As in the case of single-crystal quartz, it is important to compare our data on THz optical parameters of silica with those reported in the literature. Figure 11 presents the data reported in the literature [15,16,17,18,19,20,21,22,23,24] together with the results of this work, shown as the mean and standard deviation of the samples studied. The reported data that falls outside the shown range are excluded. Unlike the case of quartz, the great majority of these results were obtained using FTS [13,14,15,16,17,18,22], while two used TDS [19,21]; a review of all published data was reported in [20].

Our results are seen to be in good agreement with the majority of the reported data. However, it is evident that large variations exist in the reported values of both refractive index and absorption coefficient, confirming the necessity for accurate measurements.
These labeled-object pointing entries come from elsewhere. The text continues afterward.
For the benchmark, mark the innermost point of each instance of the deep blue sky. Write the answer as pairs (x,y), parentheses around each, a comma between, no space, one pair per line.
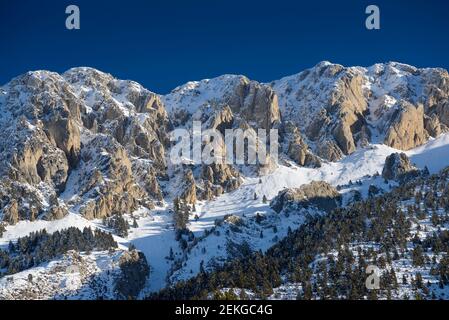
(165,43)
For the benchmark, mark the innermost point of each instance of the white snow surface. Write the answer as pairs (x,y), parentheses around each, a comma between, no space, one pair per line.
(155,235)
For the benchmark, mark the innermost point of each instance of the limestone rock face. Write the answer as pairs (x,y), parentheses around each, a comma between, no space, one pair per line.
(108,184)
(318,194)
(187,190)
(255,102)
(398,167)
(330,151)
(95,142)
(406,129)
(296,148)
(338,109)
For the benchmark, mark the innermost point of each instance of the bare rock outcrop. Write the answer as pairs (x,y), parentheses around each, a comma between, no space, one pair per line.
(317,194)
(406,129)
(398,167)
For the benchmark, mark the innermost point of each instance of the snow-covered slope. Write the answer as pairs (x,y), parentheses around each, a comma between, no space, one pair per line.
(122,149)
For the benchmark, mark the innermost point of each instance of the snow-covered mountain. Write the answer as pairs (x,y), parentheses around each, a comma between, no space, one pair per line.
(83,149)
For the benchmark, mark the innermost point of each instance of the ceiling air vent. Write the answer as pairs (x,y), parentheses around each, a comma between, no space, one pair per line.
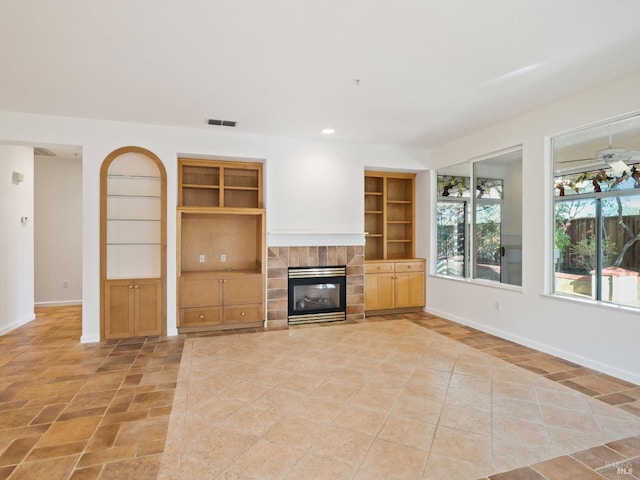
(222,123)
(43,152)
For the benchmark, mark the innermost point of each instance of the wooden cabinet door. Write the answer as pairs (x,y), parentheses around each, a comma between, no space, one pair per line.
(379,291)
(119,309)
(200,317)
(409,290)
(147,295)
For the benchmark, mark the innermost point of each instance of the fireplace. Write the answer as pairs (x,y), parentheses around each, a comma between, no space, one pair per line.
(317,294)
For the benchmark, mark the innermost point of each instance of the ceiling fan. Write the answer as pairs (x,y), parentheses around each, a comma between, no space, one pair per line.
(615,158)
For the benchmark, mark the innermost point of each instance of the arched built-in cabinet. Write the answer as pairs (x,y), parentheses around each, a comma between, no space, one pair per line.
(133,206)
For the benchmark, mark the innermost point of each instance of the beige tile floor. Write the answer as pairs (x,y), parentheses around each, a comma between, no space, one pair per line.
(371,401)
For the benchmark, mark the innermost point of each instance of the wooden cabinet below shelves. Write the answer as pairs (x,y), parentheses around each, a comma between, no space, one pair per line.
(394,286)
(218,300)
(133,308)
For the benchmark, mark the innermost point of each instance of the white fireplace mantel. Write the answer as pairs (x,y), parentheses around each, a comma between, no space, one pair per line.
(309,238)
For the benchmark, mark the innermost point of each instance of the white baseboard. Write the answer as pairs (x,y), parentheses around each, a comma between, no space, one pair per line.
(62,303)
(542,347)
(17,323)
(89,338)
(172,332)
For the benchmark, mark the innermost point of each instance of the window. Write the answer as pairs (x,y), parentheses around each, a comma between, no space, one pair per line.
(487,223)
(597,213)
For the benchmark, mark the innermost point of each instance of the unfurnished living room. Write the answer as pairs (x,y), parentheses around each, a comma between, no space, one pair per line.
(320,240)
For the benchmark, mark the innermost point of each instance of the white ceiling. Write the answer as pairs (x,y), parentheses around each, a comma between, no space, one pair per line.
(429,71)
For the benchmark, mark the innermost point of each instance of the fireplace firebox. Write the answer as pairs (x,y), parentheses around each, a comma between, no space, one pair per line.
(317,294)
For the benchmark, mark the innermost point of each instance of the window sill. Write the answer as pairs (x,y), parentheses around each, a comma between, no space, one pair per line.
(593,303)
(480,282)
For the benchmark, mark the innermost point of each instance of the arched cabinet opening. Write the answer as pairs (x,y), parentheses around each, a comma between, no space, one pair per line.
(133,192)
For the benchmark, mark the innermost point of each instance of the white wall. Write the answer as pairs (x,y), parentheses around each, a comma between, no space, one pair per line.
(16,238)
(311,186)
(602,337)
(58,231)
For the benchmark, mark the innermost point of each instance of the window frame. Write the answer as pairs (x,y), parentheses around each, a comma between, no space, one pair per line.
(600,216)
(471,201)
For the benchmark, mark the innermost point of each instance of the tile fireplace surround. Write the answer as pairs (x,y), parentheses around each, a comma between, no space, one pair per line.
(281,258)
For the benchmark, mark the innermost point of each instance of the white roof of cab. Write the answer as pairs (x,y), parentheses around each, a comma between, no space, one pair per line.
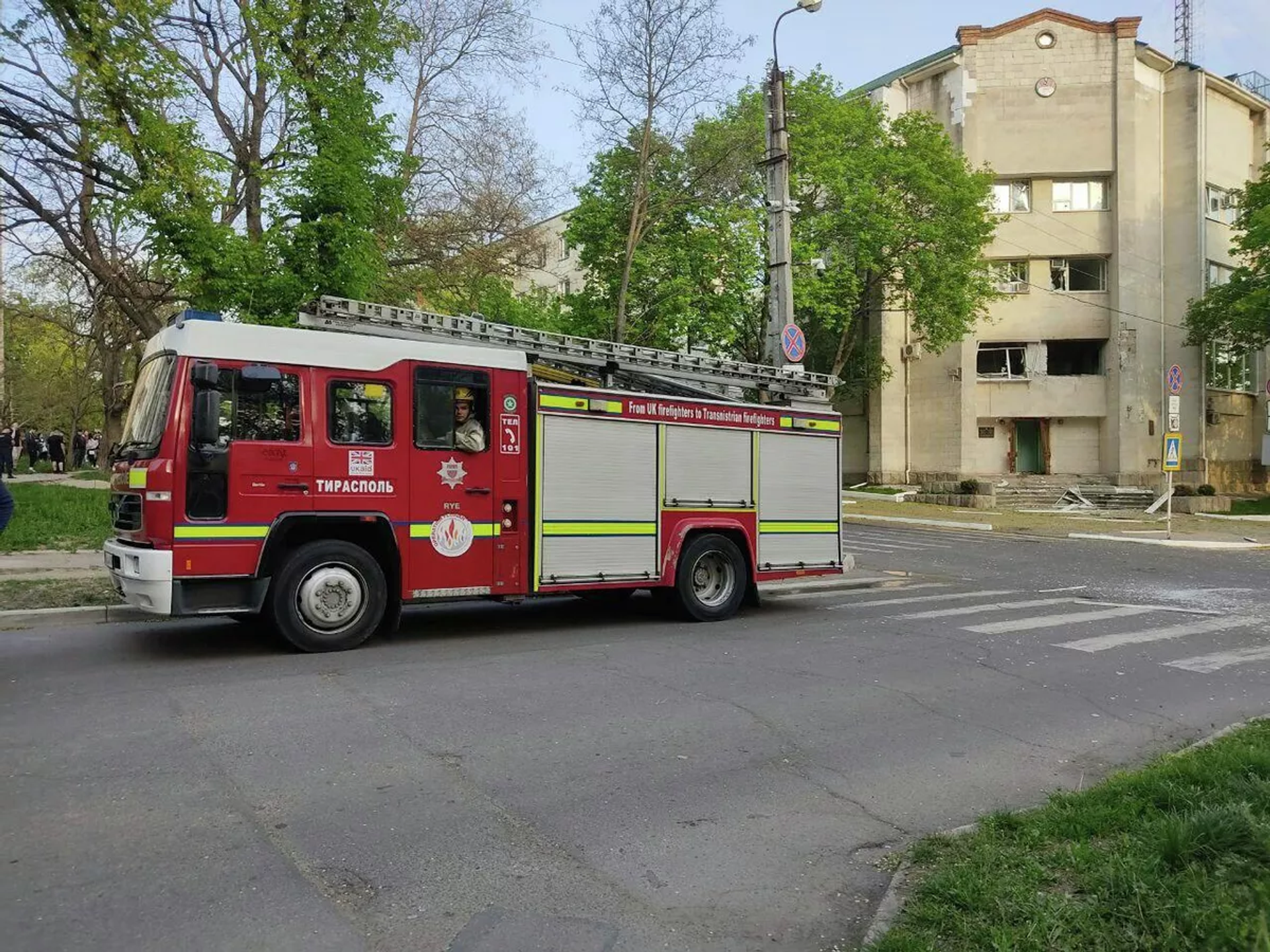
(219,340)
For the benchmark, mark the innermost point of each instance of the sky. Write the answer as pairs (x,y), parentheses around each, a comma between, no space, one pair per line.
(857,41)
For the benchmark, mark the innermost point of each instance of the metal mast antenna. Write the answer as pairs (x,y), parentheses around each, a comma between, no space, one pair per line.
(1187,40)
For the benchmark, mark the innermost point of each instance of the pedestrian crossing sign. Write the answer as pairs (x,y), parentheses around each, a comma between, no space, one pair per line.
(1173,452)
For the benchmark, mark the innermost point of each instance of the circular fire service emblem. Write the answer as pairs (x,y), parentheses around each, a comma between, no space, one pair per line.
(451,535)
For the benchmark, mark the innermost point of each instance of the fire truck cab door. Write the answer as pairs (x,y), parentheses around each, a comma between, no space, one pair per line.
(454,524)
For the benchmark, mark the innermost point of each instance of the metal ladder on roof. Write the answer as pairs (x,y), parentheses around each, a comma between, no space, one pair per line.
(611,358)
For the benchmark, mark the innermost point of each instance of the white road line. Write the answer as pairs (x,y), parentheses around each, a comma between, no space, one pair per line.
(992,607)
(1206,664)
(1138,637)
(1053,621)
(893,586)
(896,543)
(919,598)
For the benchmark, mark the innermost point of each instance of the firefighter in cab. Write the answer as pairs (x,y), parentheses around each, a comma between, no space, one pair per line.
(469,434)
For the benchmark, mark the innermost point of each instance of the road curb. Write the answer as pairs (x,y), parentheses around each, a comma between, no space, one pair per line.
(897,890)
(911,521)
(1173,542)
(83,615)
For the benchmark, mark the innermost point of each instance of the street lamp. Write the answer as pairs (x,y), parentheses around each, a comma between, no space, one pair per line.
(780,273)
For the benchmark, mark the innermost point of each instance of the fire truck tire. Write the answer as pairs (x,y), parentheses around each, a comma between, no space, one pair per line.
(328,597)
(710,580)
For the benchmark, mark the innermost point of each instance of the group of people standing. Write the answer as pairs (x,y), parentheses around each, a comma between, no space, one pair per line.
(84,448)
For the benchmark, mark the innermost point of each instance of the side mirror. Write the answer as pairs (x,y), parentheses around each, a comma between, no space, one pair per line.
(258,377)
(206,429)
(205,375)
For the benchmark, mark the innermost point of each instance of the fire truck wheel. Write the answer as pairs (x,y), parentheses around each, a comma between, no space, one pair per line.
(329,597)
(710,580)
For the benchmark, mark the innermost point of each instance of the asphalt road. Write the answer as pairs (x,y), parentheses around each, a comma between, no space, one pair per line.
(562,777)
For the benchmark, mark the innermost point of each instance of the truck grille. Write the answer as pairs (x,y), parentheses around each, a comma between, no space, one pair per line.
(126,512)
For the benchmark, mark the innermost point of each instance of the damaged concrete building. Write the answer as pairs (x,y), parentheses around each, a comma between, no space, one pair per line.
(1115,165)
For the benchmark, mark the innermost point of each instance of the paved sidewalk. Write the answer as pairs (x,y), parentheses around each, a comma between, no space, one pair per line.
(52,565)
(59,479)
(1109,526)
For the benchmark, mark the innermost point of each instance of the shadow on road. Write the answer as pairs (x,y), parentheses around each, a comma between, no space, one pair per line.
(220,639)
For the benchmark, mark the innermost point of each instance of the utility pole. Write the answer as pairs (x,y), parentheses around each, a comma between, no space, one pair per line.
(780,254)
(780,272)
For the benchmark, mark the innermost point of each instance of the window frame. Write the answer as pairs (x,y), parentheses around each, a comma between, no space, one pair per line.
(1227,206)
(1245,362)
(1104,184)
(479,381)
(331,412)
(1067,272)
(1006,285)
(235,394)
(1007,347)
(1009,184)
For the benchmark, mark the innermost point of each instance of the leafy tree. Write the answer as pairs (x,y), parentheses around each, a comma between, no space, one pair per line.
(693,281)
(650,67)
(1238,311)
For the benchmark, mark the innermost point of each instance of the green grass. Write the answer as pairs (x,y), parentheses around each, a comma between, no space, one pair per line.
(56,517)
(1175,856)
(23,594)
(1251,507)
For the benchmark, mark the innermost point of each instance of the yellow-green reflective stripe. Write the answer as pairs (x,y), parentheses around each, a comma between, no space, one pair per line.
(799,527)
(600,528)
(558,403)
(220,531)
(828,426)
(480,530)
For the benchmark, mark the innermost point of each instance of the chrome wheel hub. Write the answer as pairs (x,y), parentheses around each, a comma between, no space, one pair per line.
(332,597)
(713,579)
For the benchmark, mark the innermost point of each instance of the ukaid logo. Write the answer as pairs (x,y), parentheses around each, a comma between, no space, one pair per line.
(451,536)
(380,487)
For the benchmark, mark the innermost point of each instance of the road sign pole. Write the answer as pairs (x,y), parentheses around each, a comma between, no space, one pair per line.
(1169,503)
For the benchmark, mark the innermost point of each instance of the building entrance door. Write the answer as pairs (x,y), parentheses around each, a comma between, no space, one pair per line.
(1028,456)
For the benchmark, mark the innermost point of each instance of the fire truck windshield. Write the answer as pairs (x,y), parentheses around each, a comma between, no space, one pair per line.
(143,429)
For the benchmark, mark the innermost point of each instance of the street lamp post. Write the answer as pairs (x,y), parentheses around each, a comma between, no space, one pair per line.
(780,272)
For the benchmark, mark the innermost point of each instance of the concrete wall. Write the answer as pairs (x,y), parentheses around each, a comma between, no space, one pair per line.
(1076,444)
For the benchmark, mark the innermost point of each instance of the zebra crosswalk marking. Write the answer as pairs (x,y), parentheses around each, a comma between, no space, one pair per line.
(1206,664)
(1053,621)
(991,607)
(1104,643)
(919,598)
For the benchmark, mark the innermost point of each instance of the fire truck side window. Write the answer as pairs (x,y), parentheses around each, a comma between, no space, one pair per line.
(435,404)
(270,415)
(360,412)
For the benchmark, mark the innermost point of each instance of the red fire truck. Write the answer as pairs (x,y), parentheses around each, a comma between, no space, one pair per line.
(313,479)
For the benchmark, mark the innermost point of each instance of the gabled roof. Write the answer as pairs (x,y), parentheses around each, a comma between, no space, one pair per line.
(1122,27)
(887,79)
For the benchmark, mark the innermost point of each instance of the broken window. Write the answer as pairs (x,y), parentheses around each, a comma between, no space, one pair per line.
(1074,358)
(1227,367)
(1218,274)
(1079,273)
(1011,196)
(1222,205)
(1081,196)
(1010,277)
(1001,362)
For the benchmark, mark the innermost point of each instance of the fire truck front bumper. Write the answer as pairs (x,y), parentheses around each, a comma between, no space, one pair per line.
(143,576)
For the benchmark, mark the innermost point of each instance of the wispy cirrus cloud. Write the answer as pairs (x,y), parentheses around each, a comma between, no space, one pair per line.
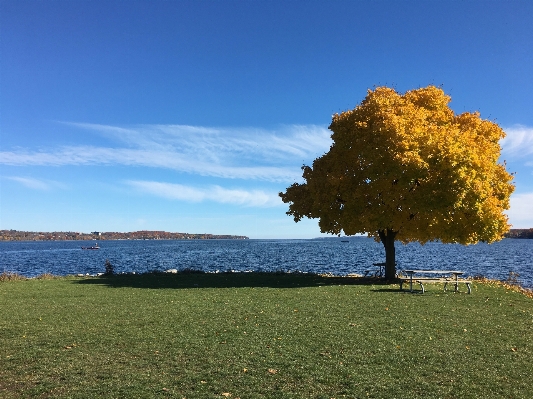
(35,184)
(244,153)
(518,142)
(214,193)
(520,213)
The open resonator measurements on the seven silica glass samples gave values of refractive index that were consistent within uncertainty. The measured loss of Spectrosil 2000 is noted as being particularly low in comparison with other grades of fused silica [26]. The absorption coefficient, however, is seen to vary by a factor of two between batches. It must, therefore, be concluded that this material is not suitable as a reference material for dielectric loss at microwave and millimeter-wave frequencies. At MHz frequencies, Spectrosil 2000 can be useful as a reference material for dielectric loss because, despite the observed variability, its loss is far below the resolution of typical experiments.

4. Conclusions

Single-crystal quartz and vitreous silica were evaluated for use as reference materials for MW and THz measurements of complex permittivity. A secondary aim of this work was to produce a set of accurate data in order to clarify the large variations in the data reported in the literature.

Single-crystal Z-cut quartz was confirmed as a highly reproducible material suitable for use as a reference. Ordinary and extraordinary refractive indices and absorption coefficients were measured between 0.2 and 6 THz. The optical phonon resonance in the ordinary ray spectrum was determined to be at 3.855 ± 0.005 THz, with the absorption maximum at 10.7 ± 0.1 cm⁻¹ and the FWHM of 145 ± 5 GHz. The results were compared with the published literature. The ordinary refractive index at 36 GHz was found to be equal within measurement uncertainty to that at 1 THz, indicating a flattening of dispersion at frequencies below 1 THz.

Silica glass samples from four different batches were examined and had their refractive indices and absorption coefficients measured between 0.2 and 4.5 THz. Variability among samples was found to be sufficiently significant to render silica glass unsuitable as a reference material. The results were compared with the published literature. As in quartz, the refractive index at 36 and 144 GHz was found to be equal within measurement uncertainty to that at 1 THz, indicating a flattening of dispersion at frequencies below 1 THz. In order to examine in more detail variations in absorption behavior, the value of α(ν)/ν² was plotted vs. frequency, revealing large differences in the Boson peak profiles. By studying multiple glass samples, it was possible for the first time to observe the negative relationships between refractive index and Boson peak frequency, and between Boson peak height and its frequency.